Jennifer Korab, from New Jersey, warned the plucking grey hairs can cause bald patches on the scalp. Stock photo
Over time, the average person’s hair becomes increasingly thin – even without plucking stray strands.
As a result, people who pull out their hair will accelerate the speed in which their hair thins.
He said: ‘If you make plucking a habit when less than 1% of the head is grey, you’ll have less hair to work with in a few years’ time, when 10% of the hairs are grey.’
Grey hairs are caused by the follicle failing to produce melanin, and therefore colour – a process that is most often caused by the natural ageing process and sometimes stress.
In 2020 scientists finally proved what conventional wisdom has been telling us for decades – that being stressed causes hair to go grey.
However, in a stunning revelation, researchers from Columbia University also found the process can be reversed in hairs that have only recently turned grey.
Reducing stress could stave off grey hair, scientists say, and it is hoped drugs could be developed to further prevent the unwanted process.
The study found hairs from all over the scalp can reverse greying. It also discovered that beard and pubic hairs can regain their colour after starting to go grey.
Scientists believe the root of the greying issue comes from changes to metabolic pathways which form proteins the body.
These pathways are heavily influenced by hormones produced when a person is stressed, and relieving stress can therefore undo the process.
An extensive piece of research published online as a pre-print and currently undergoing peer-review for publication in a journal has detailed how hairs go grey.
Scientists plucked hairs from the head of willing volunteers and created a new imaging technique that detects pigment throughout a hair, from base to tip.
Their new method of analysis is similar to the study of tree rings, where a section is linked to a specific period of time, the researchers say.
For trees, a year correlates to another growth ring.
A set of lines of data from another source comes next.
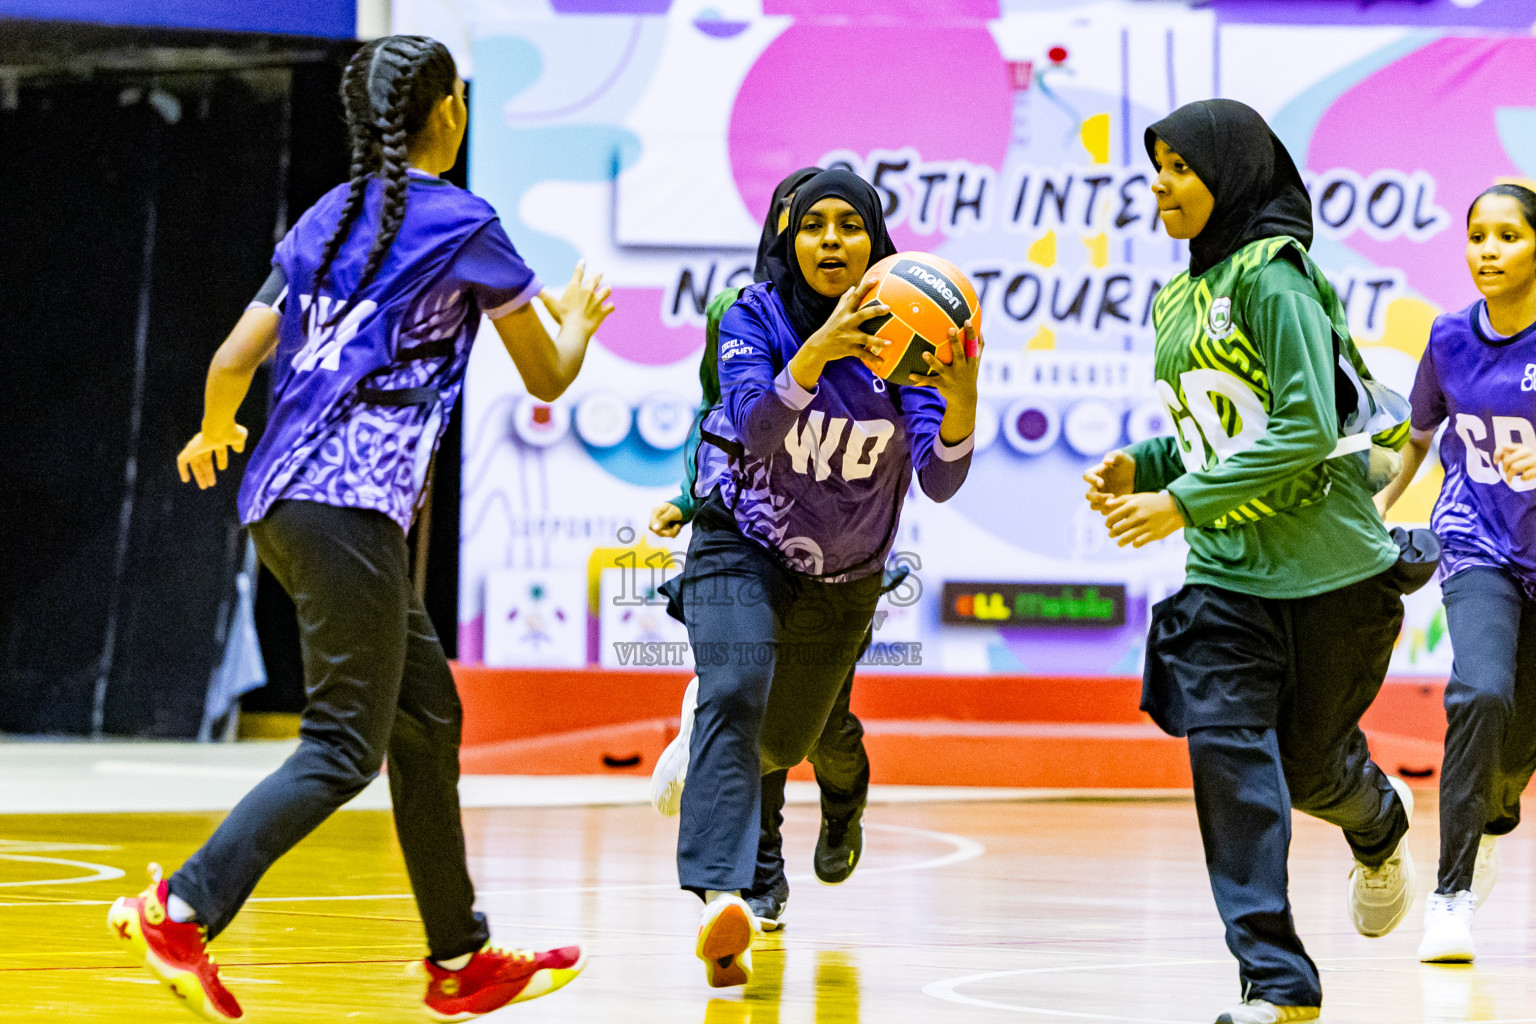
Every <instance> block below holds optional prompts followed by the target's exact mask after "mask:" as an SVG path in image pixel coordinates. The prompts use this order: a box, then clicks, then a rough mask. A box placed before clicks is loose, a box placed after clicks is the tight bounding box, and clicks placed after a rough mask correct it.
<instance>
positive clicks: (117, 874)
mask: <svg viewBox="0 0 1536 1024" xmlns="http://www.w3.org/2000/svg"><path fill="white" fill-rule="evenodd" d="M0 860H17V861H25V863H29V864H63V866H65V867H84V869H86V870H91V872H95V874H94V875H81V877H78V878H32V880H28V881H0V889H17V887H20V886H75V884H81V883H86V881H112V880H115V878H121V877H123V875H126V874H127V872H124V870H123V869H120V867H112V866H109V864H92V863H89V861H83V860H63V858H58V857H26V855H23V854H0ZM25 906H34V907H35V906H37V904H35V903H29V904H25Z"/></svg>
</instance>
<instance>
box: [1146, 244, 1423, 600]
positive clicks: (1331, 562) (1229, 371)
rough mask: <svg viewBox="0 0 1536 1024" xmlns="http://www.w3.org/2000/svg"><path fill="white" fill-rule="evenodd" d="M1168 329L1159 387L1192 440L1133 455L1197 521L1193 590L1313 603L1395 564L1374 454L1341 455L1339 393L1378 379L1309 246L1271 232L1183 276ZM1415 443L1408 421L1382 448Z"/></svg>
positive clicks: (1150, 483) (1192, 536) (1190, 577)
mask: <svg viewBox="0 0 1536 1024" xmlns="http://www.w3.org/2000/svg"><path fill="white" fill-rule="evenodd" d="M1154 324H1155V327H1157V358H1155V373H1157V390H1158V395H1160V396H1161V398H1163V402H1164V404H1166V405H1167V410H1169V413H1170V416H1172V421H1174V425H1175V431H1177V436H1174V438H1152V439H1149V441H1143V442H1140V444H1135V445H1132V447H1130V448H1129V450H1127V453H1129V454H1130V456H1132V457H1134V459H1135V462H1137V470H1135V490H1138V491H1158V490H1167V493H1169V494H1172V496H1174V499H1175V500H1177V502H1178V507H1180V511H1181V513H1183V514H1184V520H1186V522H1187V524H1189V525H1187V528H1186V530H1184V539H1186V540H1187V542H1189V563H1187V573H1186V582H1189V583H1210V585H1215V586H1224V588H1227V590H1235V591H1240V593H1244V594H1255V596H1260V597H1309V596H1312V594H1321V593H1326V591H1330V590H1336V588H1339V586H1347V585H1349V583H1353V582H1356V580H1361V579H1366V577H1369V576H1375V574H1376V573H1381V571H1382V570H1385V568H1387V567H1389V565H1392V563H1393V560H1396V545H1395V543H1393V542H1392V539H1390V536H1389V534H1387V530H1385V527H1382V522H1381V517H1379V516H1378V514H1376V508H1375V505H1373V504H1372V488H1370V484H1369V482H1367V473H1366V470H1364V462H1366V459H1364V457H1350V456H1346V457H1330V456H1332V454H1336V451H1338V448H1339V439H1341V416H1339V402H1338V396H1336V387H1338V385H1339V384H1342V385H1349V384H1350V382H1352V379H1353V381H1355V384H1356V387H1358V381H1361V379H1364V381H1370V375H1369V372H1367V370H1366V364H1364V361H1362V359H1361V356H1359V352H1358V350H1356V348H1355V342H1353V341H1352V339H1350V335H1349V327H1347V321H1346V318H1344V309H1342V304H1341V302H1339V299H1338V295H1336V293H1335V292H1333V287H1332V286H1330V284H1329V282H1327V278H1324V276H1322V273H1321V270H1318V267H1316V264H1313V263H1312V259H1310V258H1309V256H1307V253H1306V250H1304V249H1303V247H1301V246H1299V244H1298V243H1296V241H1295V239H1292V238H1266V239H1260V241H1256V243H1250V244H1249V246H1246V247H1243V249H1241V250H1238V252H1236V253H1233V255H1232V256H1229V258H1227V259H1226V261H1223V263H1220V264H1217V266H1215V267H1212V269H1210V270H1207V272H1206V273H1203V275H1201V276H1198V278H1192V276H1190V275H1189V273H1187V272H1184V273H1180V275H1178V276H1175V278H1174V279H1172V281H1169V282H1167V286H1166V287H1164V289H1163V290H1161V292H1160V293H1158V296H1157V302H1155V306H1154ZM1372 387H1375V384H1373V382H1372ZM1402 436H1405V424H1402V425H1395V427H1392V428H1389V430H1387V431H1384V433H1382V434H1378V441H1381V442H1385V444H1389V445H1396V447H1401V444H1402ZM1367 441H1369V439H1367ZM1367 447H1369V445H1367ZM1356 450H1358V445H1356Z"/></svg>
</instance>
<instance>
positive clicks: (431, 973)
mask: <svg viewBox="0 0 1536 1024" xmlns="http://www.w3.org/2000/svg"><path fill="white" fill-rule="evenodd" d="M425 966H427V996H425V999H422V1003H425V1004H427V1012H429V1013H432V1015H433V1016H435V1018H438V1019H439V1021H467V1019H470V1018H473V1016H479V1015H482V1013H490V1012H492V1010H499V1009H501V1007H504V1006H510V1004H513V1003H527V1001H528V999H538V998H539V996H541V995H548V993H551V992H554V990H556V989H564V987H565V986H568V984H570V983H571V981H574V979H576V975H579V973H581V972H582V967H585V966H587V958H585V956H582V955H581V947H579V946H565V947H561V949H550V950H545V952H542V953H536V952H533V950H527V949H498V947H495V946H487V947H485V949H482V950H479V952H478V953H475V956H472V958H470V963H467V964H464V967H461V969H459V970H447V969H444V967H439V966H438V964H435V963H432V961H430V960H429V961H425Z"/></svg>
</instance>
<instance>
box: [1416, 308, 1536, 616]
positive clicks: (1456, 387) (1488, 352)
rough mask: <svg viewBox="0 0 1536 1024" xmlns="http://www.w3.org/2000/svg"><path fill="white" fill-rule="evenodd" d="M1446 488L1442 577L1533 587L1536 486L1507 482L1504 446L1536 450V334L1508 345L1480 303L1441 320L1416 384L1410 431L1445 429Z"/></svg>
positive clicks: (1439, 535)
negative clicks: (1447, 421) (1501, 446)
mask: <svg viewBox="0 0 1536 1024" xmlns="http://www.w3.org/2000/svg"><path fill="white" fill-rule="evenodd" d="M1447 419H1448V421H1450V422H1448V424H1447V425H1445V431H1444V434H1442V436H1441V447H1439V456H1441V465H1444V467H1445V484H1444V485H1442V487H1441V493H1439V499H1438V500H1436V502H1435V514H1433V519H1432V522H1430V525H1432V527H1433V530H1435V533H1436V534H1439V539H1441V543H1442V547H1444V554H1442V557H1441V574H1442V576H1452V574H1455V573H1458V571H1461V570H1464V568H1468V567H1473V565H1485V567H1496V568H1505V570H1511V571H1514V573H1516V574H1518V576H1519V577H1521V579H1522V580H1525V583H1527V588H1531V586H1533V585H1536V502H1533V500H1531V494H1530V491H1531V490H1536V481H1518V479H1516V481H1505V479H1504V474H1501V473H1499V470H1498V467H1495V464H1493V453H1495V451H1496V450H1498V447H1499V445H1502V444H1511V442H1513V444H1524V445H1533V447H1536V427H1533V425H1531V422H1533V421H1536V325H1531V327H1527V329H1525V330H1522V332H1521V333H1518V335H1513V336H1510V338H1501V336H1498V335H1495V333H1493V329H1491V327H1488V325H1487V319H1485V313H1484V302H1482V299H1479V301H1476V302H1473V304H1471V306H1468V307H1467V309H1464V310H1461V312H1459V313H1445V315H1442V316H1438V318H1436V319H1435V325H1433V327H1432V329H1430V342H1428V347H1427V348H1425V350H1424V358H1422V359H1421V361H1419V372H1418V378H1416V379H1415V381H1413V427H1415V430H1433V428H1435V427H1438V425H1439V424H1441V422H1444V421H1447Z"/></svg>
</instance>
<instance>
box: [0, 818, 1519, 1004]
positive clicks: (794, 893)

In hair, a centimetre grows every month.
‘Using this methodology, similar to dendrochronology where tree rings represent elapsed years, hair length reflects time and the hair shaft is viewed as a physical time scale whose region proximal to the scalp has been most recently produced by the hair follicle, and where the hair tip represents weeks to months in the past, depending on the hair shaft length,’ the researchers write in their study.
Researchers were assessing the amount of melanin — which gives hair its colour — and what proteins were present in different parts of a hair.
They expected to see hairs greying at the base, as hairs grow from the scalp, not from the tip.
However, when they took almost 400 hairs from 14 people, they found the opposite. Some hairs were grey at the tip, but were coloured at the base.
This, the researchers explain, means a hair has greyed and then, inexplicably, stopped greying and returned to its normal colour.
Using the known growth rate of hair, researchers were able to specifically trace back when in a person’s recent history the hair went grey.